Scale-dependent variability of global earthquake rate fluctuations: statistical limits of seismic quiescence detection
摘要
Seismic quiescence, commonly defined as a transient decrease in earthquake occurrence rate, has long been discussed as a potential precursor to large earthquakes. However, its statistical detectability at the global scale remains controversial due to finite-sample variability, clustering, and the implicit multiple-testing problem associated with scanning long seismicity records. Here we quantitatively assess the statistical limits of detecting global seismic quiescence using a multiscale, null-hypothesis–driven framework applied to modern global earthquake catalogs. We analyze global seismicity from 1973 to 2026 using centered sliding windows spanning sub-annual to decadal timescales and estimate scale-dependent earthquake rates. Rate fluctuations are standardized within each scale and evaluated against analytically specified stationary baseline models, including both a homogeneous Poisson process and an overdispersed Negative Binomial null calibrated to the empirical mean–variance relationship of sliding-window counts. Statistical significance of apparent rate deficits is assessed using one-sided analytical p-values derived under each null model and controlled for multiple testing through scale-wise and pooled false discovery rate procedures.

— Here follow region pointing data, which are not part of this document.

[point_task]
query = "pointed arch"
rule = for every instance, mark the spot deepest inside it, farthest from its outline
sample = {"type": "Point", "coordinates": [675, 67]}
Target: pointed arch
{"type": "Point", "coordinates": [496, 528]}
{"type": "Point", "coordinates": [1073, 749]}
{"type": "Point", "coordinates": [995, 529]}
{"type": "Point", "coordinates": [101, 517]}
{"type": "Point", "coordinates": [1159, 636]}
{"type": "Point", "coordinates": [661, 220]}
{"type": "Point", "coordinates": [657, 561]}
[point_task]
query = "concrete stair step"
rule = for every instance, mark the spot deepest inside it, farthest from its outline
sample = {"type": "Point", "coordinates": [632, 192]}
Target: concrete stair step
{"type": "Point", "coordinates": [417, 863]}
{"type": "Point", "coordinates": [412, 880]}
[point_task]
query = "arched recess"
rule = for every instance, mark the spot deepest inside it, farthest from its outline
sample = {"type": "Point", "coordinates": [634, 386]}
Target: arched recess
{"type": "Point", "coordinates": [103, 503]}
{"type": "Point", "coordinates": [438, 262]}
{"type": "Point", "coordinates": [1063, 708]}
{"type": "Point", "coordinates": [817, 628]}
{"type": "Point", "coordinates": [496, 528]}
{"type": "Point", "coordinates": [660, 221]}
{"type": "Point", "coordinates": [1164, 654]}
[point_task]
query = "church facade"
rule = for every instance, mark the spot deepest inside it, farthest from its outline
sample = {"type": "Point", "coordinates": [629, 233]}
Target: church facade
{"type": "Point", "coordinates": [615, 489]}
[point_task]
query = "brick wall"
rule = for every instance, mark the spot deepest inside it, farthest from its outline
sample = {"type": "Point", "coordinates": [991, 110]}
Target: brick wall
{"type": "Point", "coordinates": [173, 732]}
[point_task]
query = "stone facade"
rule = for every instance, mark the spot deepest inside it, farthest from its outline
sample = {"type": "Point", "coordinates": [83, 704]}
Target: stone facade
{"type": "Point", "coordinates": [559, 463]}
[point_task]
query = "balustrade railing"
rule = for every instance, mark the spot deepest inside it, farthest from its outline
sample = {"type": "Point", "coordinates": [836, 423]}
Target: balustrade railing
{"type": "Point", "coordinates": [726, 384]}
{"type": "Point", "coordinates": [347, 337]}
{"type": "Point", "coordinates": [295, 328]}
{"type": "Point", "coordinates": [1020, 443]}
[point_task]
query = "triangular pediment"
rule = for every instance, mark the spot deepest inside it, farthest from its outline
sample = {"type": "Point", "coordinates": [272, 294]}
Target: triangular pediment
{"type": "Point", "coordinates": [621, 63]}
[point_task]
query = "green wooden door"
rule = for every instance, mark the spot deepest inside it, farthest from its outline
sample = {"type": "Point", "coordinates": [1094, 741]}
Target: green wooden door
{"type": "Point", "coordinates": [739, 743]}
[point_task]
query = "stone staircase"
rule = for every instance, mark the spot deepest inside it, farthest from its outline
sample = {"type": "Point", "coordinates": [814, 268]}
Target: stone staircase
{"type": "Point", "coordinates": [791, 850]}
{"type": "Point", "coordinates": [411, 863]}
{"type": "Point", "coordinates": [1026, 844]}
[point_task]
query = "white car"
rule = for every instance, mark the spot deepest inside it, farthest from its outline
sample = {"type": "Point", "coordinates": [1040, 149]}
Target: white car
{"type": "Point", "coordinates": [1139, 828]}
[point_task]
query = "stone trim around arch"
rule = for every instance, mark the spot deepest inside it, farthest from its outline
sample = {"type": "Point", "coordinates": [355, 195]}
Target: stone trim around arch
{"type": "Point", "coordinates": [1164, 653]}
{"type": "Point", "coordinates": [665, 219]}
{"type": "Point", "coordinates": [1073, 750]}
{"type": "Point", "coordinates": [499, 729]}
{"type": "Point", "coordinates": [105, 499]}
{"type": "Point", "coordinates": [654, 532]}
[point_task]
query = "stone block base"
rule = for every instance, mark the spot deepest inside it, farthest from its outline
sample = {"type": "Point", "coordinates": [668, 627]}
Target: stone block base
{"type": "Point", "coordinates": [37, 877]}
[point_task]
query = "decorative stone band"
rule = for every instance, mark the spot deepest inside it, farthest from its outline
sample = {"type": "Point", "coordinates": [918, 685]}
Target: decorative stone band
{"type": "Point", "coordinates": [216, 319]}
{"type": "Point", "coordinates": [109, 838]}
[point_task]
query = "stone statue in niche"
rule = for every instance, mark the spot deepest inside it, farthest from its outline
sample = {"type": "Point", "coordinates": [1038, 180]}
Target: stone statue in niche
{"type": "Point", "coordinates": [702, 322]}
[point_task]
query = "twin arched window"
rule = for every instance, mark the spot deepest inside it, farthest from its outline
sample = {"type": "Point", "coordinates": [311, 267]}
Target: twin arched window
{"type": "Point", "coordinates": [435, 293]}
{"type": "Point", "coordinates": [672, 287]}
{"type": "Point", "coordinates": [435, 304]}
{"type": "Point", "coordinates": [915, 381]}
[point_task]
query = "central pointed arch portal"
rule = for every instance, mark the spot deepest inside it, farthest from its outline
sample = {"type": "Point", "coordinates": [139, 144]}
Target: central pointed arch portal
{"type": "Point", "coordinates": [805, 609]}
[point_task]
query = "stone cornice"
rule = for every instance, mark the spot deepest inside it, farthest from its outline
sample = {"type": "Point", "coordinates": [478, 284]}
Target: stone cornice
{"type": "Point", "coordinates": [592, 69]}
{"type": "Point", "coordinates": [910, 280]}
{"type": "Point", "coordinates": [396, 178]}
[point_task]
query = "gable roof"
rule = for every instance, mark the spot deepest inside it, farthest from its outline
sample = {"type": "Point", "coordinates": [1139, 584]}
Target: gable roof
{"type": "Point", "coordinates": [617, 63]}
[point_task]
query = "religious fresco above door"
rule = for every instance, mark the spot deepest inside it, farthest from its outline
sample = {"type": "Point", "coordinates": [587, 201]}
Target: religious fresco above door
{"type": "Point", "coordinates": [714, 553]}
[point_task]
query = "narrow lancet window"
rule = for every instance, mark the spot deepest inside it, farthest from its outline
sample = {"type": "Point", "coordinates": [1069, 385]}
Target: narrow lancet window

Results show that variability in the global earthquake rate is strongly scale dependent and statistically indistinguishable from fluctuations expected under stationary null models once empirical overdispersion and multiplicity are explicitly accounted for. While numerous apparent rate deficits emerge when uncorrected thresholds are applied, none survive multiplicity control at conventional levels under either null specification. This conclusion is robust across temporal scales, magnitude thresholds, and null model formulations. These findings delineate fundamental statistical limits on detecting global seismic quiescence within a sliding-window framework under explicit variance modeling and error control.